In this article we will focus on the Apache Tomcat Web server and how we can discover the administrator’s credentials in order to gain access to the remote system.So we are performing our internal penetration testing and we have discovered the Apache Tomcat running on a remote system on port 8180.
Our next step will be to open metasploit framework and to search for specific modules about the Apache Tomcat by using the command search Tomcat.
We have found an auxiliary scanner which will be the tool for our attempt to login to the Tomcat Application Manager.So we are selecting the scanner by using the command use auxiliary/scanner/http/tomcat_mgr_login and then we are configuring it properly as it appears on the next screenshot.
We don’t have to give to give a path for a password list in this module because it is already configured to scan the password from a specific list of the metasploit wordlists.However if we have an appropriate wordlist,bigger than the existing one we can select our own.So we run the scanner and we are waiting to see if it will discover any valid credentials.
The scanner have discovered valid credentials under the username tomcat and password tomcat.Now it is time to select the appropriate exploit in order to gain access to the remote target through the Apache Tomcat service.The metasploit framework has a specific module which can be used to execute a payload on Apache Tomcat servers that are running the manager application.
We can see from the above image that there is an option for username and an option for password to authenticate with the application in order to deliver the exploit.We already have valid credentials for this server from our previous scan so we will use them.The next image is showing how we have configured the exploit.
We will use the port 8180 instead of 80 because this is the port that the Apache Tomcat is running.Also as you can see it is important to set any valid credentials that you have discovered.
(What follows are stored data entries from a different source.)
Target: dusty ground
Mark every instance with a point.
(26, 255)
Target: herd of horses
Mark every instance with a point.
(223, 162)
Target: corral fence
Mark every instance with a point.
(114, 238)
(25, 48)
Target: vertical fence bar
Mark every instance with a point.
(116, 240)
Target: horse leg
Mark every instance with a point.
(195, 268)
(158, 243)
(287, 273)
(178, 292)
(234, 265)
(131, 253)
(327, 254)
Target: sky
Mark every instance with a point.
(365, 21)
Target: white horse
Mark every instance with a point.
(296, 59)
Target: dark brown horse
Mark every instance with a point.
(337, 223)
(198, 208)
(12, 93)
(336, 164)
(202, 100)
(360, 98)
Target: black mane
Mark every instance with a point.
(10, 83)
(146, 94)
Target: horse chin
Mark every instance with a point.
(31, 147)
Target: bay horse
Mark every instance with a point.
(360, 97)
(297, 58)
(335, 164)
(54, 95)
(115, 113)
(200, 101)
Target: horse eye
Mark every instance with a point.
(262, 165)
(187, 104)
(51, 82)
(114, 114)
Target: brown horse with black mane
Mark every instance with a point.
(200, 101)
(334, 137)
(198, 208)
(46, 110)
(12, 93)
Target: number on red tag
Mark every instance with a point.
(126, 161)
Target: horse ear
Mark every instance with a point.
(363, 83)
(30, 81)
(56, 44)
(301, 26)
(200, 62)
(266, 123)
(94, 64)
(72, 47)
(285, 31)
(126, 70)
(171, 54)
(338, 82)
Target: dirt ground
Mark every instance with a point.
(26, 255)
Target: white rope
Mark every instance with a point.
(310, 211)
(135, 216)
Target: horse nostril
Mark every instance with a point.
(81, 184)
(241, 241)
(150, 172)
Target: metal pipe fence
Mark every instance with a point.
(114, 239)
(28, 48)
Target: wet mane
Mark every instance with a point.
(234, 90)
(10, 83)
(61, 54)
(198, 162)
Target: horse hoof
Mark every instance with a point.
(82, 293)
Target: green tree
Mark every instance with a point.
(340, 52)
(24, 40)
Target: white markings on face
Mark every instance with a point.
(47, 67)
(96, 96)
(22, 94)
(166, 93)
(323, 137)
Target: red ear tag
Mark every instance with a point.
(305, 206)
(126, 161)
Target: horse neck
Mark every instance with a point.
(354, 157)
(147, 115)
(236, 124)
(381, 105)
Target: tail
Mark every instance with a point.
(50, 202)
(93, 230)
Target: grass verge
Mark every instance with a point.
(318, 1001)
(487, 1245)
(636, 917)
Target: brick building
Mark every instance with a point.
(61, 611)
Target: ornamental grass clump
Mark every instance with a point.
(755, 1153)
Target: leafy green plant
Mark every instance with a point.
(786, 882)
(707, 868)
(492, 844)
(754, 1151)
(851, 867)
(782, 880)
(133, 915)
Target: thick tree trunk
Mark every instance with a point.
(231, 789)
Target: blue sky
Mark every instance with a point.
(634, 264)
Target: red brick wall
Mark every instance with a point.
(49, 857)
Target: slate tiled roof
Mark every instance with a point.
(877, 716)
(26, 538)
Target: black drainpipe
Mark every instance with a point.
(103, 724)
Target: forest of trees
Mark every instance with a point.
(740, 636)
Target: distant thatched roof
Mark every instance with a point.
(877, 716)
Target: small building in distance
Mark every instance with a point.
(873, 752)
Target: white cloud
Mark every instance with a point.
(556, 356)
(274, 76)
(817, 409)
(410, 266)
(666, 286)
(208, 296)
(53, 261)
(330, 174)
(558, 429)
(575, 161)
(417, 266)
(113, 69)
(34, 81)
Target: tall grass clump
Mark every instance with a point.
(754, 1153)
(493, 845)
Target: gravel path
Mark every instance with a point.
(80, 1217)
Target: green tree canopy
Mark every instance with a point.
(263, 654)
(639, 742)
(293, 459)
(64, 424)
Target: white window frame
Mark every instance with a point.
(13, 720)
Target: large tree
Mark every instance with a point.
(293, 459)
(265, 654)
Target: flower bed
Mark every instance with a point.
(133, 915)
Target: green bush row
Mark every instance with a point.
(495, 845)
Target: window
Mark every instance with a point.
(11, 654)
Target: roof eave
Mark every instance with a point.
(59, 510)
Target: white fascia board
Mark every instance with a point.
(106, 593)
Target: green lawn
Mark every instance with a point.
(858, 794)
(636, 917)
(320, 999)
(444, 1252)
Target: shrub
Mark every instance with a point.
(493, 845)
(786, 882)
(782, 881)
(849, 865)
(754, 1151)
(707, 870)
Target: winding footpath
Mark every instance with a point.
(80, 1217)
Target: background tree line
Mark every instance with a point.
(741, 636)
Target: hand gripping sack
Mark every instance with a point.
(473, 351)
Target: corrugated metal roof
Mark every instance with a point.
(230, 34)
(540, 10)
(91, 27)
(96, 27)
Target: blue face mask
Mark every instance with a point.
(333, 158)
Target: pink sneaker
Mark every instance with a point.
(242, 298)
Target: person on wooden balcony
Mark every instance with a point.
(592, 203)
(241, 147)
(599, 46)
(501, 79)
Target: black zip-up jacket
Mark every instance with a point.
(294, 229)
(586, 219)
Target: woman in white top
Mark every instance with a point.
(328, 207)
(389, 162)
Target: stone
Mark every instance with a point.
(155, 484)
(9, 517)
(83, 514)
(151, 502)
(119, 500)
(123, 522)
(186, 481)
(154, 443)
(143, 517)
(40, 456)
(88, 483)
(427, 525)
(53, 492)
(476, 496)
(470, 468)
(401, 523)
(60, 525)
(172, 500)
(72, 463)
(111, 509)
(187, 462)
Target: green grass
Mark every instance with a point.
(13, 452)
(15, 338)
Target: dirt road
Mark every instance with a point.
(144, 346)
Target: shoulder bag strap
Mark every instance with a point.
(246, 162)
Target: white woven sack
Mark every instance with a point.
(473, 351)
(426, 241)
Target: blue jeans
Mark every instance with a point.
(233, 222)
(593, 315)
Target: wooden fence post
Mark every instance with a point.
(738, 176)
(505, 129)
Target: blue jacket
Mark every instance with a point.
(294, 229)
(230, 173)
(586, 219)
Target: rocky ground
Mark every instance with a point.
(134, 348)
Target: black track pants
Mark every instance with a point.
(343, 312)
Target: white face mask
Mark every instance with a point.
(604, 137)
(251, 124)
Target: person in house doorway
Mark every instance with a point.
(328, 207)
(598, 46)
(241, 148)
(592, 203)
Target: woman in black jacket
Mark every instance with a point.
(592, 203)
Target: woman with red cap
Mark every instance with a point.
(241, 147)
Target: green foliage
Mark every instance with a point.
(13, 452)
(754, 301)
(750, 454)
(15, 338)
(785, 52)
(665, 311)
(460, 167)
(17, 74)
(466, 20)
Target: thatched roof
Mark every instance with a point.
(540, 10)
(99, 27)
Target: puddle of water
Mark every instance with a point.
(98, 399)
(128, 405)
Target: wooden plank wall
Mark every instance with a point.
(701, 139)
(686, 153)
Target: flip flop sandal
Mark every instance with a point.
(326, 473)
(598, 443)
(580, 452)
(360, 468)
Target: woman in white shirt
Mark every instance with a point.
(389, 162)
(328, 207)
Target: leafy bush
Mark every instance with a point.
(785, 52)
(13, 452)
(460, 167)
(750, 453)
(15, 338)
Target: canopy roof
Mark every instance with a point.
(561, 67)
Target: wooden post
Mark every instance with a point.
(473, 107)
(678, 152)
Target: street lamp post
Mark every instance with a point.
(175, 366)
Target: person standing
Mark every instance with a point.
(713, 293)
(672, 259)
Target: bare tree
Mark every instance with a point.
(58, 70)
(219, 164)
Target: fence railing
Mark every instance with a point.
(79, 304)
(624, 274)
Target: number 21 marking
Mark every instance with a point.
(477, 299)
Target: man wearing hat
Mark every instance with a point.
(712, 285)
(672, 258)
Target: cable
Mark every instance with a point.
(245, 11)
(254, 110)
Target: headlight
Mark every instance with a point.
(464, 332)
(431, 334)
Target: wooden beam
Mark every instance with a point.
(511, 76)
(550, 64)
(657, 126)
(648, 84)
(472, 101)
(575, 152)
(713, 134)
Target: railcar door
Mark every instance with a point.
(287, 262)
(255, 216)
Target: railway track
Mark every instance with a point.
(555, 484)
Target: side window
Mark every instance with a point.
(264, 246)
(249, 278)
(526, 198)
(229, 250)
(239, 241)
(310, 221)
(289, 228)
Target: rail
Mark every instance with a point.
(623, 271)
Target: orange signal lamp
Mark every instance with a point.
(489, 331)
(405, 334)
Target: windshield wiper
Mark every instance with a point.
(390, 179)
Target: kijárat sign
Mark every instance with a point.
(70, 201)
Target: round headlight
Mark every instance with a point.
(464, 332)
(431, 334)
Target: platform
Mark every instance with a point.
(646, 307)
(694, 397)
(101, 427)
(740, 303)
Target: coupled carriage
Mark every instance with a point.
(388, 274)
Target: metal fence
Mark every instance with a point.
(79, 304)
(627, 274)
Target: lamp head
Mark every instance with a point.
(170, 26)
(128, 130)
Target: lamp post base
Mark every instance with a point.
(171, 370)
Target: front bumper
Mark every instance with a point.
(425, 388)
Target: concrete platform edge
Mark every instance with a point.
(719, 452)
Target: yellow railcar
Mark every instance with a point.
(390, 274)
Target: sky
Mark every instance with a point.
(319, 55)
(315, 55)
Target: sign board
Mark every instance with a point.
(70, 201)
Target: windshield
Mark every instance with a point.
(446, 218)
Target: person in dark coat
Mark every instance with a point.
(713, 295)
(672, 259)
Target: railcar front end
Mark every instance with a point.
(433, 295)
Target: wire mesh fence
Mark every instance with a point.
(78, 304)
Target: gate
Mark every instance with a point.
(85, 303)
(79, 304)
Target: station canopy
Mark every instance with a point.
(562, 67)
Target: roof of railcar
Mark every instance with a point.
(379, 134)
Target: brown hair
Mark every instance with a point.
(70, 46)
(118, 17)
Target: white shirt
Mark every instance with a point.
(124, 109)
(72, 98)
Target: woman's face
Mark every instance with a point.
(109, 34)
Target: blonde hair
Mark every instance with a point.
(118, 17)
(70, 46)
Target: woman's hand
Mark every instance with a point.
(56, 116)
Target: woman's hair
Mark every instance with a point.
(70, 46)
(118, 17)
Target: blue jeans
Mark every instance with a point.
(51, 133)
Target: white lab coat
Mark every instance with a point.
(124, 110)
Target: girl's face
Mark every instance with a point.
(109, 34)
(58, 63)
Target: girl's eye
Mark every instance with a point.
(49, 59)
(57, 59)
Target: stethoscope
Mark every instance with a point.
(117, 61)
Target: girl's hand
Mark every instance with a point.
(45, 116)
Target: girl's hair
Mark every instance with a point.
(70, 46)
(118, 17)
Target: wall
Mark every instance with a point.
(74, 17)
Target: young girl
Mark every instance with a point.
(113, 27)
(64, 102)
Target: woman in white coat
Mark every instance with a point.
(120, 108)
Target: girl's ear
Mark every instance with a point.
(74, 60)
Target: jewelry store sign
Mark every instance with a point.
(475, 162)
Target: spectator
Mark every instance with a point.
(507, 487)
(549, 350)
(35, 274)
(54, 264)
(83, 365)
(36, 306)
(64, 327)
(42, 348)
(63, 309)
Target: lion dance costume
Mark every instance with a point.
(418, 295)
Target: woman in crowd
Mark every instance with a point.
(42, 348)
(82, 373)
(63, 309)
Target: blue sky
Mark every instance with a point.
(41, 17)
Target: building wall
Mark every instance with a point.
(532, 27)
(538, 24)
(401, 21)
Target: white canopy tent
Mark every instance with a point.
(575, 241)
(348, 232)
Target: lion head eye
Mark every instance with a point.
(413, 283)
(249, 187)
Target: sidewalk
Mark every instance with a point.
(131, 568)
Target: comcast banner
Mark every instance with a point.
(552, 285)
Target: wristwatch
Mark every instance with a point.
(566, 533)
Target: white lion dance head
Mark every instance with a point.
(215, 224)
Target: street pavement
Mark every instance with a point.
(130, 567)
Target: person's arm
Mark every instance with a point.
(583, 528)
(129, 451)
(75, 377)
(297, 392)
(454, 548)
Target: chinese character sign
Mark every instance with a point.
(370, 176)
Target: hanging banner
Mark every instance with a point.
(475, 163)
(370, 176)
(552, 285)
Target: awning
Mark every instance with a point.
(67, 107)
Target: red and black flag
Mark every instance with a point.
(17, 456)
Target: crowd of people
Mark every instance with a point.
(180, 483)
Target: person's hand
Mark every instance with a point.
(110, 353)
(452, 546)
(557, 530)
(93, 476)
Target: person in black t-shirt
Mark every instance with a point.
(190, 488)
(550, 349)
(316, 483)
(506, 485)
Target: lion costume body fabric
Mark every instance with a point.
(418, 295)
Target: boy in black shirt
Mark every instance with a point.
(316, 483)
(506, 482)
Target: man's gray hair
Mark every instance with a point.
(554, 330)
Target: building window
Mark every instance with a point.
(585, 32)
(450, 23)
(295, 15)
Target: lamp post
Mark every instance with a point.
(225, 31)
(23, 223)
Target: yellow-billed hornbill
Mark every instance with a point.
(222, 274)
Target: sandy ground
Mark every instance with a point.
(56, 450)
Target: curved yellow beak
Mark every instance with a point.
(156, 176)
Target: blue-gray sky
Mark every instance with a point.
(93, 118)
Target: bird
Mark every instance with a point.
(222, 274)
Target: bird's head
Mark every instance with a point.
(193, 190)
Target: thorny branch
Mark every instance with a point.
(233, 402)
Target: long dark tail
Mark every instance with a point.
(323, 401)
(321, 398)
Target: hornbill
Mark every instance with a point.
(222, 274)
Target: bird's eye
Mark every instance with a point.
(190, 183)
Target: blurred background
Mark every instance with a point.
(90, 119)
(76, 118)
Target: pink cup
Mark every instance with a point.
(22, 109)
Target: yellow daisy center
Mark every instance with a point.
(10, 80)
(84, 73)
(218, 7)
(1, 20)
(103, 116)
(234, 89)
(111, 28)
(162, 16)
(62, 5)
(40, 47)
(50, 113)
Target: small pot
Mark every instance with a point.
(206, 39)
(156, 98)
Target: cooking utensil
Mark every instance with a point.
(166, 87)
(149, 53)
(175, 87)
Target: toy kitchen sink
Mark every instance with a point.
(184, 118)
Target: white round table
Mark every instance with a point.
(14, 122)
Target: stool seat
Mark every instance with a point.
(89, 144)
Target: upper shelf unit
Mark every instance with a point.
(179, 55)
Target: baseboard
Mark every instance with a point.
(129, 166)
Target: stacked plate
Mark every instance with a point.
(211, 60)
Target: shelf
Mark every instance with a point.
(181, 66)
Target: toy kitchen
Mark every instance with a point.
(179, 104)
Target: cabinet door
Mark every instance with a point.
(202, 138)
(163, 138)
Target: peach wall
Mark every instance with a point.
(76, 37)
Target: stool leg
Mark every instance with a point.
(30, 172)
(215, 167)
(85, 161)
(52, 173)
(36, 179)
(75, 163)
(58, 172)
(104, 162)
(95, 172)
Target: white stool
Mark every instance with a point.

As you can the exploit is uploading the payload as a .war archive and then it tries to execute the .jsp application using a PUT request.The exploit work and now we have a shell on the remote target.As an alternative option for the payload we could have used a meterpreter payload in order to execute more commands on the target instead of a simple shell.
Alternatively if we just want to get access to the web server we could use the valid credentials that we already know in order to login from the admin panel to Apache through our browser.The next two images are showing that:
In this article we demonstrate of how to use some specific metasploit modules of Apache Tomcat web server in order to gain a shell to the remote system.Of course the key factor here was that we have discovered a valid account.In real penetration testings it would much more difficult to identify such weak credentials as here.However the methodology is the same and with a good wordlist you can have the job done.